Otrosí, es verdad que, según la conformación de su cerebro y aún la alimentación que se le haya dado, será sano o no mentalmente; que según haya sido dado a luz en una familia llena de amor o no, su handicap será diferente al de los otros; que según haya sido educado en las ignorancias de una tribu del Amazonas o en la luz de una cultura católica y occidental, sus posibilidades de desarrollo humano serán superiores o inferiores...

Pero es verdad también -y lo prueba precisamente la marcha de la historia y de la cultura, el protagonismo de tantos que, conocidos o anónimos, han dejado su impronta innovadora en el trajinar del mundo- que el hombre, a diferencia del resto de los seres que lo preceden en el tiempo y lo sirven en el espacio, es el único capaz de acceder a una verdadera libertad, de superar sus condicionamientos, de vencer la inercia de sus instintos y deformaciones culturales. Capaz, digo, no que lo haga, ni siempre, ni frecuentemente.

El cristianismo no afirma, pues, como proclama estúpida y orgullosamente la declaración de los derechos del hombre de la Revolución Francesa, que el hombre nace libre. Sino que, al contrario, sostiene que nace condicionado, traumado, y, peor aún, casi inevitablemente deformado en sus modos de ver y de juzgar, por sus tendencias prehistóricas, prehumanas, y por culturas que lo programan con falsos puntos de vista y errores tenebrosos... Es lo que siempre ha sostenido con la simbología del pecado original.

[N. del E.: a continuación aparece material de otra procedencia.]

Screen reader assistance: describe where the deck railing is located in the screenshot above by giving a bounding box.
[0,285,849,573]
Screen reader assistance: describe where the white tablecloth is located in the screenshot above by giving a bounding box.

Más aún, afirma el cristianismo: este nudo de ignorancias y de servidumbres es tan inextricable que pocos podrían alcanzar el dominio de si mismos y la luz de la verdad, y por lo tanto la libertad, si Dios no los ayudara con su gracia.

De hecho, la historia del hombre, hasta la aparición del cristianismo, no fué otra cosa que un terrible y lento emerger de la humanidad a luces mezcladas con terribles sombras, civilizaciones despóticas, verdades parciales combinadas con groseras supersticiones, éticas cuanto mucho para minorías exquisitas, en general costumbres mezcladas de barbarie, de esclavitud, de desprecio por la mujer, de sojuzgamiento del débil y del extraño, de incomprensión de la dignidad del hombre...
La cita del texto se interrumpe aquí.